Paper 1 addresses a fundamental and broadly relevant problem in LLM evaluation—revealing that aggregate benchmark scores can mask critical failures in compositional reasoning. The 'composition collapse' phenomenon and the double-gate protocol offer novel diagnostic tools applicable across the entire post-training evaluation landscape. Paper 2 tackles a more niche problem (multi-stakeholder alignment) with a useful but narrower contribution. Paper 1's findings have broader implications for how the field evaluates and develops LLMs, likely influencing evaluation practices, benchmark design, and post-training methodology more widely.

vs. A Dataset of Robot-Patient and Doctor-Patient Medical Dialogues for Spoken Language Processing Tasks

claude-opus-4.65/27/2026

Paper 2 introduces a novel conceptual framework ('composition collapse') and a rigorous diagnostic protocol that fundamentally challenges how the field evaluates LLM reasoning capabilities. It reveals that aggregate benchmarks can be deeply misleading about multi-hop reasoning, with implications for how all post-training methods are evaluated. This methodological contribution has broad impact across AI evaluation, reasoning research, and model development. Paper 1 contributes a useful but relatively niche medical speech dataset with straightforward LLM benchmarking, offering more incremental impact within a specific application domain.
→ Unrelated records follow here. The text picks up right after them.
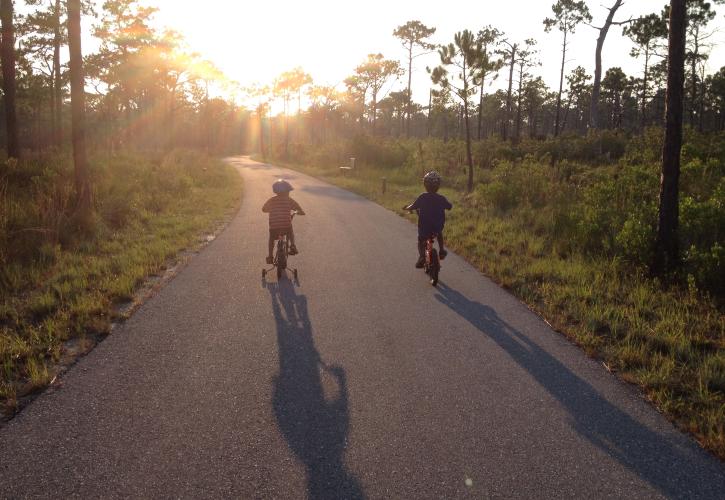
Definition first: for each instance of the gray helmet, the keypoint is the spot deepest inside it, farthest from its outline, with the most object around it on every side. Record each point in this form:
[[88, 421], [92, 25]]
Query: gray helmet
[[282, 186], [432, 179]]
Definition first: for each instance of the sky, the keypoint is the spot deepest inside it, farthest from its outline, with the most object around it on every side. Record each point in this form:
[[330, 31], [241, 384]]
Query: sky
[[254, 41]]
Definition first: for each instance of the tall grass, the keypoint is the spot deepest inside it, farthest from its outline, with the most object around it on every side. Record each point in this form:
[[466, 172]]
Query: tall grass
[[573, 240], [60, 278]]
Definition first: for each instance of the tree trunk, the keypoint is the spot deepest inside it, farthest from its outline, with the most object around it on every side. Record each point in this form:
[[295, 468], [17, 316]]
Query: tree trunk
[[644, 87], [480, 100], [8, 70], [693, 94], [666, 245], [261, 134], [430, 109], [597, 85], [58, 129], [508, 96], [561, 88], [286, 127], [409, 96], [78, 107], [517, 134], [469, 155]]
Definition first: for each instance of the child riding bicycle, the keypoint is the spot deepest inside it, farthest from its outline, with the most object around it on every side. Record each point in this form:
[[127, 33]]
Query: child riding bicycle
[[431, 208], [280, 209]]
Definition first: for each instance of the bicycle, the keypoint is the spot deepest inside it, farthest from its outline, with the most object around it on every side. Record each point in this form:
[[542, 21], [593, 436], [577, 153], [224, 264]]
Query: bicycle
[[432, 262], [280, 257]]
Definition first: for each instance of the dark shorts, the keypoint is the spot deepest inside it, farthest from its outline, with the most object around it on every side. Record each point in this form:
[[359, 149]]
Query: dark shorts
[[276, 233]]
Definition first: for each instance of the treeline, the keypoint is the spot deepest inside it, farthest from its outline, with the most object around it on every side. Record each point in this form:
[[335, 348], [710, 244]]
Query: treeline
[[144, 89], [673, 90], [462, 103]]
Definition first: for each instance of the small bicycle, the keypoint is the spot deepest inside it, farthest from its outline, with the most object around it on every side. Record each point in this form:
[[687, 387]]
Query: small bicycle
[[432, 263], [280, 257]]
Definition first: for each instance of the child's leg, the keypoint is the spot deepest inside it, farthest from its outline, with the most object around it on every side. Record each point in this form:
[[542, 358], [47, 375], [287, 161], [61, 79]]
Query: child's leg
[[442, 251]]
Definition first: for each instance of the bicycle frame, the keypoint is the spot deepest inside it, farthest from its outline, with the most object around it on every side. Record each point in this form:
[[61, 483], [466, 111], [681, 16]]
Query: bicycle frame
[[281, 255]]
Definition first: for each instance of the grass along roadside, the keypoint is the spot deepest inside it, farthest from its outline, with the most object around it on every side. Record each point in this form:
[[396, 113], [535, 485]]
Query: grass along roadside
[[60, 294], [667, 340]]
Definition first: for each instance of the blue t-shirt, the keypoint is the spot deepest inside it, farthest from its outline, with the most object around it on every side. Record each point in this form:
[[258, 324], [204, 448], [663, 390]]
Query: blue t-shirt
[[431, 213]]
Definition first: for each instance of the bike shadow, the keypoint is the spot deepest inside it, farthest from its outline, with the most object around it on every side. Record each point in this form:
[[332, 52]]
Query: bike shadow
[[314, 427], [676, 471]]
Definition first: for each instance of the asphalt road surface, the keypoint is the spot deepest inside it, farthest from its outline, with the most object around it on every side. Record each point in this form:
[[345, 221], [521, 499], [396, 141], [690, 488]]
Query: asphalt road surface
[[363, 381]]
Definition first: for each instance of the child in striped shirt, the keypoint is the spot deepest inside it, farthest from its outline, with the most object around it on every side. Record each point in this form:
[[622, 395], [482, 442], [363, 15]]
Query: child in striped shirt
[[280, 209]]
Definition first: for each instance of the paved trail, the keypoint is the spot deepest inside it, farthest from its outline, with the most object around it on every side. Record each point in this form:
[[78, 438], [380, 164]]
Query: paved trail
[[362, 382]]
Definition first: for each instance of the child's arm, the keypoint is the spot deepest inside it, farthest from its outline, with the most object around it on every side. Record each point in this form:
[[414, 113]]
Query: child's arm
[[412, 206], [297, 208], [266, 207]]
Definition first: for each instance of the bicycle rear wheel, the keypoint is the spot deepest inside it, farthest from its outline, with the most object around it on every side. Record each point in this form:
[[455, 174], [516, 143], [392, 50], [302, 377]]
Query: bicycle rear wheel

vs. MedGuideX: Internalizing Decision Logic from Executable Guidelines into Large Language Models for Clinical Reasoning

gpt-5.25/27/2026

Paper 2 introduces a broadly applicable conceptual and methodological contribution: it identifies “composition collapse,” shows aggregate multi-hop scores can be misleading, and proposes a double-gate evaluation protocol that decomposes gains into atomic stability, residual composition, and critical depth. This reframes how post-training and reasoning improvements should be measured across many LLM domains, with immediate relevance to current evaluation practices. Paper 1 is impactful for clinical NLP and guideline-based supervision, but its scope is narrower and more application-specific, whereas Paper 2’s insights and metrics can influence evaluation and training claims across fields.